Tracy frowned. “Trouble about what?”
“The insurance. That damned high deductible. Gonna have to eat a big chunk of cash on the repairs to the dock. And Rhine called. He’s sending somebody to pick up the other two boats. So now we’re out the berthing fees for all three.”
“That’s rough, coming right now,” Tracy said. “We could sure use the money from those berthing fees. And we need to get that dock fixed as soon as we can.”
He scowled at her. “I know that. Damn it, never rains but it pours.”
Tracy glanced at me. “Oh, Walt, this lady’s here to see you.”
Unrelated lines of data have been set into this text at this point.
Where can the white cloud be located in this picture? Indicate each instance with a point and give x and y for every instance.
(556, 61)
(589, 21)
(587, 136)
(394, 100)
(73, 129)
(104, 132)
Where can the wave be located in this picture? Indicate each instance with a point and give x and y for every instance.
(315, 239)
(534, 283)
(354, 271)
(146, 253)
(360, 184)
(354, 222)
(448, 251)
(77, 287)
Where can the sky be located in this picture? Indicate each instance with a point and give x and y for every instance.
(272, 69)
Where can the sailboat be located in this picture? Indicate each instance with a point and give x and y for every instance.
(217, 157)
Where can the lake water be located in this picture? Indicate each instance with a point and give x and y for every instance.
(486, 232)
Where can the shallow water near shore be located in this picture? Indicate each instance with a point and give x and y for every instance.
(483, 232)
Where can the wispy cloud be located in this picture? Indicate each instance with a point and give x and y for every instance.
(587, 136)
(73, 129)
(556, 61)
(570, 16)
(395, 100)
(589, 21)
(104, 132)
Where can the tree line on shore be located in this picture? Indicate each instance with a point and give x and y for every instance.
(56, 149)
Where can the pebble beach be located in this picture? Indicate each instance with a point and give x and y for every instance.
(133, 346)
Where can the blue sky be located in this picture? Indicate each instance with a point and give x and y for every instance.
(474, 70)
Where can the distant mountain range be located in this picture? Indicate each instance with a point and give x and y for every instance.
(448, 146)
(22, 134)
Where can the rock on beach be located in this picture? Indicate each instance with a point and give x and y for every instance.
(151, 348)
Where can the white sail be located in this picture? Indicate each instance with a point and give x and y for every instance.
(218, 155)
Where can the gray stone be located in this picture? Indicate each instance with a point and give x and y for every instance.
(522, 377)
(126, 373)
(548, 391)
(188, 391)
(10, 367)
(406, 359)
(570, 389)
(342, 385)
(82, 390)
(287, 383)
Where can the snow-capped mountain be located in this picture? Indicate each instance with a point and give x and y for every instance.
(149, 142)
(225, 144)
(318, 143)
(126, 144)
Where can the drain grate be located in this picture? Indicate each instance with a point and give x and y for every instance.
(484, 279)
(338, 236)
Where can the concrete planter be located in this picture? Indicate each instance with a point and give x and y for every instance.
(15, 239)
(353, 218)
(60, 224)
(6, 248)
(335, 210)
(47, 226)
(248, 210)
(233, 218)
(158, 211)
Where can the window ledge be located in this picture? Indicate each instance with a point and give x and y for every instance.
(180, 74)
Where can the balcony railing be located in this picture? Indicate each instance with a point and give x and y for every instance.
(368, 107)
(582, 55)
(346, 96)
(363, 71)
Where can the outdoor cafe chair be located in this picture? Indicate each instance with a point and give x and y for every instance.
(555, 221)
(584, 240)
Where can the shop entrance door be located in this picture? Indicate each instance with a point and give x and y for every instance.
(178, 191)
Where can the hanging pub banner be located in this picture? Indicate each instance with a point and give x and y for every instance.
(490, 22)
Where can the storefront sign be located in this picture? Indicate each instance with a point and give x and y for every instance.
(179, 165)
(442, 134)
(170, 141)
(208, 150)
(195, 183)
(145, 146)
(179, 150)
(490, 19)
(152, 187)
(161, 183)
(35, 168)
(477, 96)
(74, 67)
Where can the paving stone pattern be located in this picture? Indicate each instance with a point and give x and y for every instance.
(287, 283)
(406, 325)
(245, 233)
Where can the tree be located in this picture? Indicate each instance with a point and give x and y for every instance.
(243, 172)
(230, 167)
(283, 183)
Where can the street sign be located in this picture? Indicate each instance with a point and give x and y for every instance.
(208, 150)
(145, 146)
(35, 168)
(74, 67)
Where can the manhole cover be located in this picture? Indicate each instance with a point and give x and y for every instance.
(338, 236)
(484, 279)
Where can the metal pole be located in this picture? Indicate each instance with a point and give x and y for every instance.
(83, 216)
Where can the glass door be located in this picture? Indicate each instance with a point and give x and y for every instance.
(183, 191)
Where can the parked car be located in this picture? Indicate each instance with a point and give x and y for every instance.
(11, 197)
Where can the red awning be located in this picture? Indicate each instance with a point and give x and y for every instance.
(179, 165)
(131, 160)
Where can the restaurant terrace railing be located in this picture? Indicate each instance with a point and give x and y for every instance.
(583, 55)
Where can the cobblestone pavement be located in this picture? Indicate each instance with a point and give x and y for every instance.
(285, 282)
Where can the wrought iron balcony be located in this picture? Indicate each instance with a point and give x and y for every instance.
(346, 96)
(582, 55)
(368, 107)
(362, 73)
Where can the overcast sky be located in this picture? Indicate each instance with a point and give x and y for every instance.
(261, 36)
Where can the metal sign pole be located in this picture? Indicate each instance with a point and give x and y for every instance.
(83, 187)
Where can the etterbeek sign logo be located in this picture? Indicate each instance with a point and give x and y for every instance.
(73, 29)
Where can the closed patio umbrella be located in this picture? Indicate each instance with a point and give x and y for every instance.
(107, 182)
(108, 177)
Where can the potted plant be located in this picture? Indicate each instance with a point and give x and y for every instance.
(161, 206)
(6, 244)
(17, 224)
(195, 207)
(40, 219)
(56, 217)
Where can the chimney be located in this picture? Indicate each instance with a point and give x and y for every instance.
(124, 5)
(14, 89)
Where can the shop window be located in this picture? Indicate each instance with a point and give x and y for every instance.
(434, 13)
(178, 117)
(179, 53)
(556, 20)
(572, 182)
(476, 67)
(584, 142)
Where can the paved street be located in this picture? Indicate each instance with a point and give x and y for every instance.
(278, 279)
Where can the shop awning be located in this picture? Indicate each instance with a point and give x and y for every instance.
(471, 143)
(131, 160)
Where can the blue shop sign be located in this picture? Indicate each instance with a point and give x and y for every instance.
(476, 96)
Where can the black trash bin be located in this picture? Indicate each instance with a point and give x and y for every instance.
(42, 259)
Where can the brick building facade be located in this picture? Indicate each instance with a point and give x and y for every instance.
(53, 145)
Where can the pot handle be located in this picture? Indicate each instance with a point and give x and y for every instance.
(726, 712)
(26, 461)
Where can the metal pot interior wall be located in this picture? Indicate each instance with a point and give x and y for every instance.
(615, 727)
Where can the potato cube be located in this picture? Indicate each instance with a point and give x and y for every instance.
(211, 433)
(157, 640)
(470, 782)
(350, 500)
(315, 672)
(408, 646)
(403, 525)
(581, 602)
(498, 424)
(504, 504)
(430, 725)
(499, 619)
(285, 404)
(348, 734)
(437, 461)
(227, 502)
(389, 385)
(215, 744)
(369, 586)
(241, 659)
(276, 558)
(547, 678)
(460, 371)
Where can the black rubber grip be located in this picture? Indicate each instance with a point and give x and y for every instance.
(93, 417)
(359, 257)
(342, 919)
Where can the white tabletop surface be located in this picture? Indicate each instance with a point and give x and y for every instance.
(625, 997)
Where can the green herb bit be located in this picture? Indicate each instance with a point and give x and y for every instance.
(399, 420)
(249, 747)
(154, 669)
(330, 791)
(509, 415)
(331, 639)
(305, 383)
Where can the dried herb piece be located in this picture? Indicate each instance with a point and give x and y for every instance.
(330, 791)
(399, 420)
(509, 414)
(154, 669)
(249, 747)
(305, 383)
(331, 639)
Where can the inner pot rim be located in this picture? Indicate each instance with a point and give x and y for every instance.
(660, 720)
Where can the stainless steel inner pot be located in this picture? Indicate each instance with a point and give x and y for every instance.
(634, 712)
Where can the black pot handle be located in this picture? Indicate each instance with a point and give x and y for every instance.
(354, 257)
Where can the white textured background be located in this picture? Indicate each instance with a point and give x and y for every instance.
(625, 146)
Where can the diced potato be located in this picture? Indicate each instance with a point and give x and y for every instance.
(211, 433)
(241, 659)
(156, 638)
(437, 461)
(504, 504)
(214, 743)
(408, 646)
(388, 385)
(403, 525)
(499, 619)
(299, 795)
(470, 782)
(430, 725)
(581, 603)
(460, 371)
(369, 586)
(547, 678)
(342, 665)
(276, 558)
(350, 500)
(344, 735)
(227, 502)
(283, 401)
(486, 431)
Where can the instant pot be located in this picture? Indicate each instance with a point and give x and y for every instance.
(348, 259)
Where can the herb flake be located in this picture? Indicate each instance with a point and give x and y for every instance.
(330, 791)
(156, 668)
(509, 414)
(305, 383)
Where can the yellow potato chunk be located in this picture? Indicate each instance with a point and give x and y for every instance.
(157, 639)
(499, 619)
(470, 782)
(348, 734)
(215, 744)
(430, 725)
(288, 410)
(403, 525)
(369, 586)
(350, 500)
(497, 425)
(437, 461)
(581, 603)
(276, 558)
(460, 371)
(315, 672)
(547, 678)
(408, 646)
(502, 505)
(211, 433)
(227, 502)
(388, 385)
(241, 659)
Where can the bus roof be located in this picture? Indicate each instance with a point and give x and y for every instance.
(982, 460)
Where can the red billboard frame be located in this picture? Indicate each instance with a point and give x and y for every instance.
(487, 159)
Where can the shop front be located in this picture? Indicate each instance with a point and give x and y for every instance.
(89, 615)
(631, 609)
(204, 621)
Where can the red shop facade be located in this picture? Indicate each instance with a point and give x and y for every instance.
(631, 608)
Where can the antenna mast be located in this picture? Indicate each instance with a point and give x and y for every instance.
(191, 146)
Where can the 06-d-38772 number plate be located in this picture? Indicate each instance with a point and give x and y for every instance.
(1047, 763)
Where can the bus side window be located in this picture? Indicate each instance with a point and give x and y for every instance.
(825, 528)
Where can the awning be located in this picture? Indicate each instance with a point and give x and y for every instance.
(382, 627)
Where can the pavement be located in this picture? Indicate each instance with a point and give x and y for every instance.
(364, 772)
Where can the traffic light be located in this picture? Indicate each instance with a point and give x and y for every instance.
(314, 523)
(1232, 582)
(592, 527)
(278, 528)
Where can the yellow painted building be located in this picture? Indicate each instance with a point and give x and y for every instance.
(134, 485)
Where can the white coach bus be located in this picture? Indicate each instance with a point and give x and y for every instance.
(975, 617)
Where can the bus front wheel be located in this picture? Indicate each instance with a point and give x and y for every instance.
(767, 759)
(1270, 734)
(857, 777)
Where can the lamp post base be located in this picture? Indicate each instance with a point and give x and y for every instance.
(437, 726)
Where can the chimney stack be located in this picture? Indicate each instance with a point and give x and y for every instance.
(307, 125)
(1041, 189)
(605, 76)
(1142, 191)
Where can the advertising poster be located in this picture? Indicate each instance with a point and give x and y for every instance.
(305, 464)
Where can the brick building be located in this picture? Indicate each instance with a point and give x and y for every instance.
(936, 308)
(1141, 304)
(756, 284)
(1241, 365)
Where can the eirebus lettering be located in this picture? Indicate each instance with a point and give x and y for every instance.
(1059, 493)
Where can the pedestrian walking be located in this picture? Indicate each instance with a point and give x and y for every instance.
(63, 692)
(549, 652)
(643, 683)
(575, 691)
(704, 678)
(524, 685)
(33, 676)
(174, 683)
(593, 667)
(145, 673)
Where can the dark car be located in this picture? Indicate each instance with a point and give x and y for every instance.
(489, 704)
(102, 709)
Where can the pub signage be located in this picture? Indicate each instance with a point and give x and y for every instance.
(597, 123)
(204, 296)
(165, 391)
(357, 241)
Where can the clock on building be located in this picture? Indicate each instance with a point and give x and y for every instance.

Newman walked past me, around the counter’s end, to the desk on the other side. He scowled at me and said in a gruff voice, “Who are you and what do you want?”
I guessed I didn’t look much like a prospective customer. Or maybe Newman was this brusque with everyone who walked through the door. I took out one of my business cards. “My name’s Jeri Howard.”
He stared at the card. “Private eye, huh. It figures. Are you one of those damn tree huggers that’s trying to shut me down?”
“No, I’m not.”
“Then what the hell do you want?”
“I have some questions about the fire.”
“Talk to the fire department.” He crumpled my card and tossed it into the wastebasket. Then he walked to the door that separated the marina office from the roadhouse. He wrenched it open and went through it, slamming the door in his wake.
“I’m sorry about that,” Tracy said. “He’s really in a bad mood, has been since the fire. I guess it’s gonna cost a bunch to repair that burned dock, and the high deductible we had on the insurance doesn’t help. Plus, Mr. Rhine’s gonna take those two boats. That and the boat that burned, that was a couple thousand bucks a month in fees, money we won’t have now.”